On their ninth studio album, rock/alt-country quintet Lucero decided that instead of recording stories, they needed to engage them. Among the Ghosts departs from the familiar Memphis style of their earlier arrangements – the blaring bluesy horns and blues-infused riffs – in search of a deeper, more intensely introspective approach rooted in the evocative nature of prose.
Gone are the boogie-woogie piano bars and the Memphis-centric sound of the past; in its place is an entertaining curiosity that is worth a close listen – for its simplicity, its wide-eyed wonder, its inspired way of choosing and combining vignettes, its unwavering pride in the inspiration of literature.
Indeed, as an alternative to choosing something that they were already capable to do, Lucero picked something that they felt like they were made to do, a departure from all previous designs. Co-produced and engineered by Grammy Award-winner Matt Ross-Spang (Jason Isbell, Margo Price, Drive-by Truckers), Among the Ghosts includes the original recording of “Loving,” written and recorded by lead singer Ben Nichols for his brother Jeff Nichols’ film of the same title, as well as Back To The Night, a radically different spoken word interlude by actor Michael Shannon (Academy Award winner for Best Supporting Actor for his roles in Revolutionary Road and Nocturnal Animal). While Lucero’s last few albums contained an overabundance of pre-production, demos, rehearsals, and mixing, Among the Ghosts reveals the band’s newest version of itself: looser, a little rougher around the edges, delving into the pantheon of classic rock and roll.

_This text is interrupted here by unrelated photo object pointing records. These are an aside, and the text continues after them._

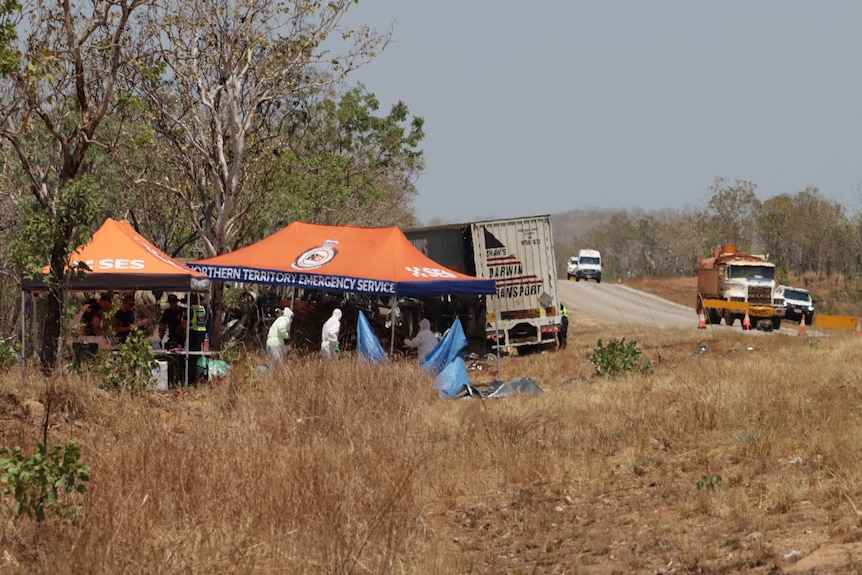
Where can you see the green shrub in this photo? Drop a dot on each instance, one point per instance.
(7, 355)
(36, 482)
(130, 368)
(618, 357)
(708, 482)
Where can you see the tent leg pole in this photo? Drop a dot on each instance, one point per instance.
(497, 335)
(188, 329)
(392, 328)
(23, 338)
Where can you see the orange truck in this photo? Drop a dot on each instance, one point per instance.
(732, 282)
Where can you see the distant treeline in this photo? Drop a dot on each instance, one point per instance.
(803, 233)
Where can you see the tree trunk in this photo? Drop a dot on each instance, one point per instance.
(216, 314)
(53, 309)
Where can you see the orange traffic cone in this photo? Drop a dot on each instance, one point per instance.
(746, 323)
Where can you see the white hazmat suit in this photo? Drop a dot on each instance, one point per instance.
(277, 337)
(425, 340)
(329, 335)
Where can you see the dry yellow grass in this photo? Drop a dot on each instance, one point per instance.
(354, 468)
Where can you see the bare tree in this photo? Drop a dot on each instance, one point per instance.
(57, 86)
(214, 71)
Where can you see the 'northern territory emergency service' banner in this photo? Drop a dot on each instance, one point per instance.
(374, 261)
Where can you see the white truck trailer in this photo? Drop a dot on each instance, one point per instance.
(518, 253)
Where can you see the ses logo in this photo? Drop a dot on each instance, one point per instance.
(115, 264)
(316, 257)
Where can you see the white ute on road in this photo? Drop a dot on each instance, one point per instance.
(586, 266)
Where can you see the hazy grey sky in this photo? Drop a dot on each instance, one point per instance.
(548, 106)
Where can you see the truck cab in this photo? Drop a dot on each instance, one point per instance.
(587, 265)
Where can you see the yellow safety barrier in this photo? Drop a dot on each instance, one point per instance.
(847, 322)
(721, 304)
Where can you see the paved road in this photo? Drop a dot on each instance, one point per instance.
(615, 303)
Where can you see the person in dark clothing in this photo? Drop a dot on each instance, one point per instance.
(564, 326)
(197, 334)
(173, 323)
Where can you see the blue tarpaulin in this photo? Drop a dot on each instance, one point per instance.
(367, 345)
(446, 363)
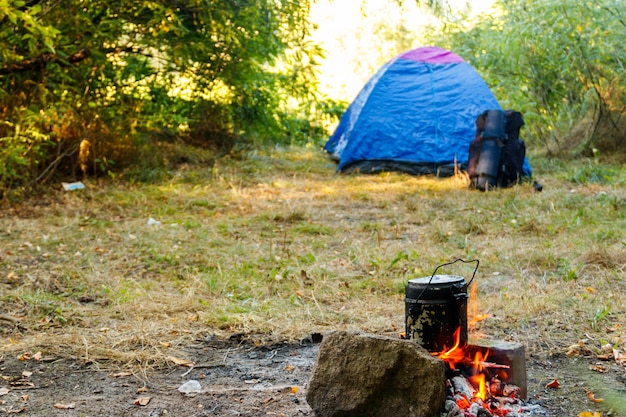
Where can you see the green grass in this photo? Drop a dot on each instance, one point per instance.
(277, 246)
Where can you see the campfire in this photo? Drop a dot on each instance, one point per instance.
(485, 379)
(479, 387)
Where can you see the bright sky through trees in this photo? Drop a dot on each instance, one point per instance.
(361, 36)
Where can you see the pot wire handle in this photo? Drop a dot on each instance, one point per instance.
(450, 263)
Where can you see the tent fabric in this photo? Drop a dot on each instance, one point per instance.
(416, 114)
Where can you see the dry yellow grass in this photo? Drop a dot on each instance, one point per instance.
(277, 246)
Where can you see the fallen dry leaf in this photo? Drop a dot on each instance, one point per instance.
(553, 384)
(179, 361)
(121, 374)
(69, 406)
(143, 401)
(592, 397)
(597, 368)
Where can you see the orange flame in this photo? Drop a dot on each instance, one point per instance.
(453, 355)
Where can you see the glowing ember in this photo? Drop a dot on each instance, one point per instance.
(478, 383)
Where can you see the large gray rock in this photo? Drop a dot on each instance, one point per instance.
(362, 375)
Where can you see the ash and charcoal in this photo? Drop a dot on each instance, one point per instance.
(501, 400)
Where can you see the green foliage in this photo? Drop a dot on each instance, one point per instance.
(88, 88)
(560, 63)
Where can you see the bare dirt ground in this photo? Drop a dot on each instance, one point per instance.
(240, 379)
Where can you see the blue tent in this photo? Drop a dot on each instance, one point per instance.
(416, 114)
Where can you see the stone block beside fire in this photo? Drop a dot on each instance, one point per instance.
(365, 375)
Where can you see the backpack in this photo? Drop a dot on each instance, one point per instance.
(496, 155)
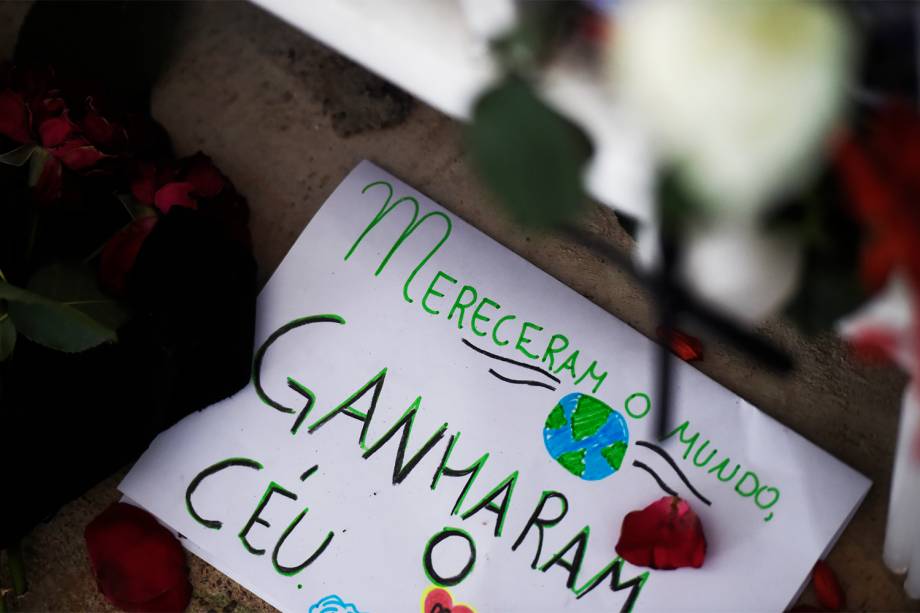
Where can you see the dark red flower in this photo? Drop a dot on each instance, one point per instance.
(687, 348)
(175, 194)
(47, 182)
(881, 172)
(827, 588)
(138, 564)
(665, 535)
(118, 255)
(14, 117)
(193, 182)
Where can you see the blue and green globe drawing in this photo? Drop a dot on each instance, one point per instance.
(586, 437)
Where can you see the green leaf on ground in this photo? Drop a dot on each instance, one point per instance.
(531, 157)
(63, 309)
(18, 156)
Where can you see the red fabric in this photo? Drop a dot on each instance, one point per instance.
(138, 564)
(665, 535)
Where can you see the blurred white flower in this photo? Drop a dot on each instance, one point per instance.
(736, 266)
(739, 95)
(741, 269)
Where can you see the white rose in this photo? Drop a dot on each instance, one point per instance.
(740, 95)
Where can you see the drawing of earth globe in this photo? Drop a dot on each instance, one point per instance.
(586, 437)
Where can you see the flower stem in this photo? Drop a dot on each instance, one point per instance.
(17, 568)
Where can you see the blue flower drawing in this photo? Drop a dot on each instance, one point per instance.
(333, 604)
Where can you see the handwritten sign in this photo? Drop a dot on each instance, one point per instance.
(436, 425)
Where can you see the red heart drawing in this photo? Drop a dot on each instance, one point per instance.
(439, 600)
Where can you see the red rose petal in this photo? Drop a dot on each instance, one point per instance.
(55, 131)
(174, 194)
(204, 176)
(686, 347)
(77, 154)
(14, 117)
(143, 183)
(118, 255)
(47, 186)
(875, 345)
(665, 535)
(101, 132)
(138, 564)
(827, 588)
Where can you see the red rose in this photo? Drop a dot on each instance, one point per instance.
(827, 588)
(138, 564)
(194, 182)
(14, 117)
(687, 348)
(665, 535)
(118, 255)
(439, 600)
(881, 172)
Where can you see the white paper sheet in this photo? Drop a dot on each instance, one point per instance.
(330, 326)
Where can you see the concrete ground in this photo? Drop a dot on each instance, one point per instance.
(286, 119)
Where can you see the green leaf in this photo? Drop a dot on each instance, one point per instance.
(63, 309)
(18, 156)
(530, 156)
(7, 337)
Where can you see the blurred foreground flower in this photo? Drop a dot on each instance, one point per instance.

Among the Ghosts was recorded at Sam Phillips Recording Service in Memphis, Tennessee, which allowed the band to soak up the great musical history of Memphis while discovering a fresh perspective through self-examination of their thick roots. The rich atmospheric vibe of the album sharply departs from the quintet’s most recent few; Among the Ghosts harbors a dark, cinematic quality, as if the songs were approached as individual scenes in an epic movie, radiating an open, moody quality. Indeed, the songs capture the essence of the short story writer, shunning the autobiographical nature of much of Lucero’s previous labor in favor of a special form of voyeuristic storytelling. It’s a reminder that music searches for us, no matter what dark place we’re in or what door we’re behind.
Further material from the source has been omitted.